第11話 ストーカーは犯罪です。
翌朝の天気は雲ひとつない青空。
だが、僕にとっては、どんよりとした気持ちを抱えて、学校へ向かっていた。
「元気ないね」
横から心配そうに聞いてくる今野宮は、家を出た時から一緒だ。
「あの、そもそも」
「何かな?」
「何で、今野宮さん、僕の家を知ってるの?」
「おかしいかな?」
「いや、調べようとすれば、先生に聞くとかでわかると思うけど、そんなことしてないよね?」
「してないよ」
「だったら、何で?」
「クラスの連絡網だよ」
あっさりと答える今野宮に対して、僕はかぶりを振る。
「いや、あれには電話番号しか書いてないはずじゃ……」
「冗談だよ」
笑みを浮かべる今野宮。連絡網じゃないなら、どうやって、家の前で待つことができたんだろう。
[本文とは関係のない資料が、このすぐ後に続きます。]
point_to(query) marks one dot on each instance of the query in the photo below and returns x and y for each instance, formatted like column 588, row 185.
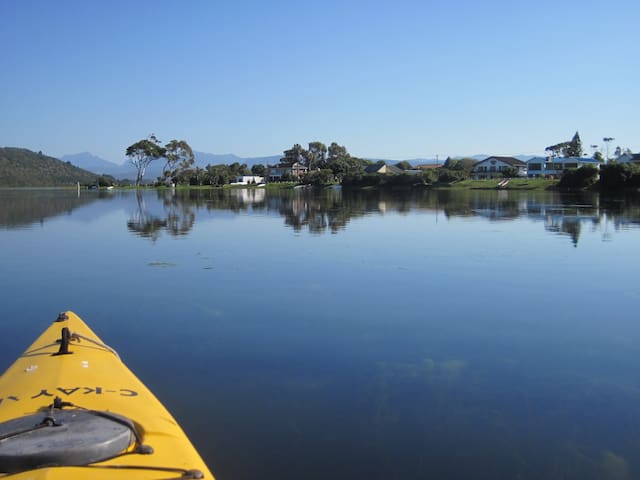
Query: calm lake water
column 315, row 335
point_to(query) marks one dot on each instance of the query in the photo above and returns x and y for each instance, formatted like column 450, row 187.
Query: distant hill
column 20, row 167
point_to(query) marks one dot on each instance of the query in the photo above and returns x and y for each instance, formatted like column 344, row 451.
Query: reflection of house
column 296, row 170
column 382, row 168
column 248, row 179
column 494, row 167
column 429, row 166
column 550, row 166
column 629, row 158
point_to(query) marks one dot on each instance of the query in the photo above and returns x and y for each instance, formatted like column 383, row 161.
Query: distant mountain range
column 95, row 164
column 20, row 167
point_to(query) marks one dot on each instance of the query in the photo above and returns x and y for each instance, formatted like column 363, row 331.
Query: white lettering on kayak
column 68, row 392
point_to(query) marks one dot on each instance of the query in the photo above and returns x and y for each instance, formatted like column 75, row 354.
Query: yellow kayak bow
column 70, row 408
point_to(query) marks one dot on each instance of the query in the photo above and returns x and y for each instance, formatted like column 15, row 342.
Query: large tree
column 574, row 147
column 142, row 153
column 180, row 158
column 295, row 154
column 316, row 155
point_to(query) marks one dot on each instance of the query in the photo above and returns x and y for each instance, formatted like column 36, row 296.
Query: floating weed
column 161, row 264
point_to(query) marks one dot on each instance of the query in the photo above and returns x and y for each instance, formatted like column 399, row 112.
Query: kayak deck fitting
column 70, row 408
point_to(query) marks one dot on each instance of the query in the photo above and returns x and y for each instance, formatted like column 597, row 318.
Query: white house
column 555, row 166
column 296, row 170
column 494, row 167
column 629, row 158
column 248, row 179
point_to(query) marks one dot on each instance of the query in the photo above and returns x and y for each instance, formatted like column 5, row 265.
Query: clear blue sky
column 387, row 79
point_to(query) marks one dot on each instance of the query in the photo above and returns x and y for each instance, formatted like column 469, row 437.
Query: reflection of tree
column 330, row 210
column 178, row 218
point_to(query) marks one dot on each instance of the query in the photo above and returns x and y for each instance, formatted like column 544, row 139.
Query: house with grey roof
column 382, row 168
column 495, row 167
column 629, row 158
column 555, row 166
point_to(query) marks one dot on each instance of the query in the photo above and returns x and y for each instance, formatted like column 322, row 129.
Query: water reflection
column 331, row 210
column 20, row 208
column 177, row 217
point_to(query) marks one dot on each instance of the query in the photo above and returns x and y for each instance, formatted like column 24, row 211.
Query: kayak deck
column 69, row 369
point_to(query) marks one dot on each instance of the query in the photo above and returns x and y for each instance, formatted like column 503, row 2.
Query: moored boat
column 70, row 408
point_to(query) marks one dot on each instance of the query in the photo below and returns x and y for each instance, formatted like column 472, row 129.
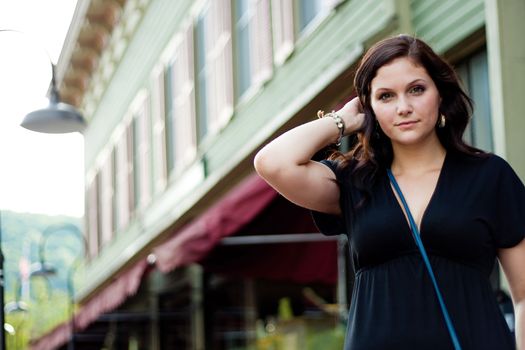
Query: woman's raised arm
column 285, row 163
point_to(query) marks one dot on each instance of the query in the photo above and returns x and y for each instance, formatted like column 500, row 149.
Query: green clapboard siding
column 444, row 23
column 159, row 23
column 353, row 23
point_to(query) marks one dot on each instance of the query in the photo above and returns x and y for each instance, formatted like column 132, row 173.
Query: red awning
column 189, row 244
column 123, row 286
column 225, row 218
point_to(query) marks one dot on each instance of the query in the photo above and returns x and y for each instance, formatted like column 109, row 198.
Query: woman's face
column 406, row 102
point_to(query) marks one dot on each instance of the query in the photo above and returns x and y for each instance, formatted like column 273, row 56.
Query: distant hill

「何回か、片垣くんのことが気になって、家に帰るところまでついていったことがあるんだよ。 それでだよ」
「それ、ちょっとしたストーカーだよね?」
「今はしてないよ」
「いや、今じゃなくても……」
「大丈夫、大丈夫」
「何が大丈夫何だか……」
僕は今野宮を問い詰めることは諦め、昨日会った神前のことを振り返っていた。
「神前さん、今野宮さんと別れてほしいって、言ってきたよ」
「片垣くんは何て答えたのかな?」
「特に何も」
「別れないって、答えなかったんだ……」
「それはまあ、僕は神前さんのことが好きだから……」
「でも、すぐに別れるとは言わなかったんだね」
「僕としては、今野宮さんと付き合っているというウソ自体を神前さんにわかってもらった後、告白したいから」
「玉砕覚悟だね」
「今野宮さんを見習ってだから」
僕が言うと、「そっかそっか」と今野宮は何回もうなずく。
にしても、神前が言っていた、入学式で会った今野宮は本当なのだろうか。中学までいじめに遭い、高校は友達ができるか不安そうにしていた話だ。事実かどうかを本人に確かめる勇気はないけれど。
僕は前を普通に歩く今野宮の後ろ姿をぼんやりと見つつ、学校へ足を進ませていった。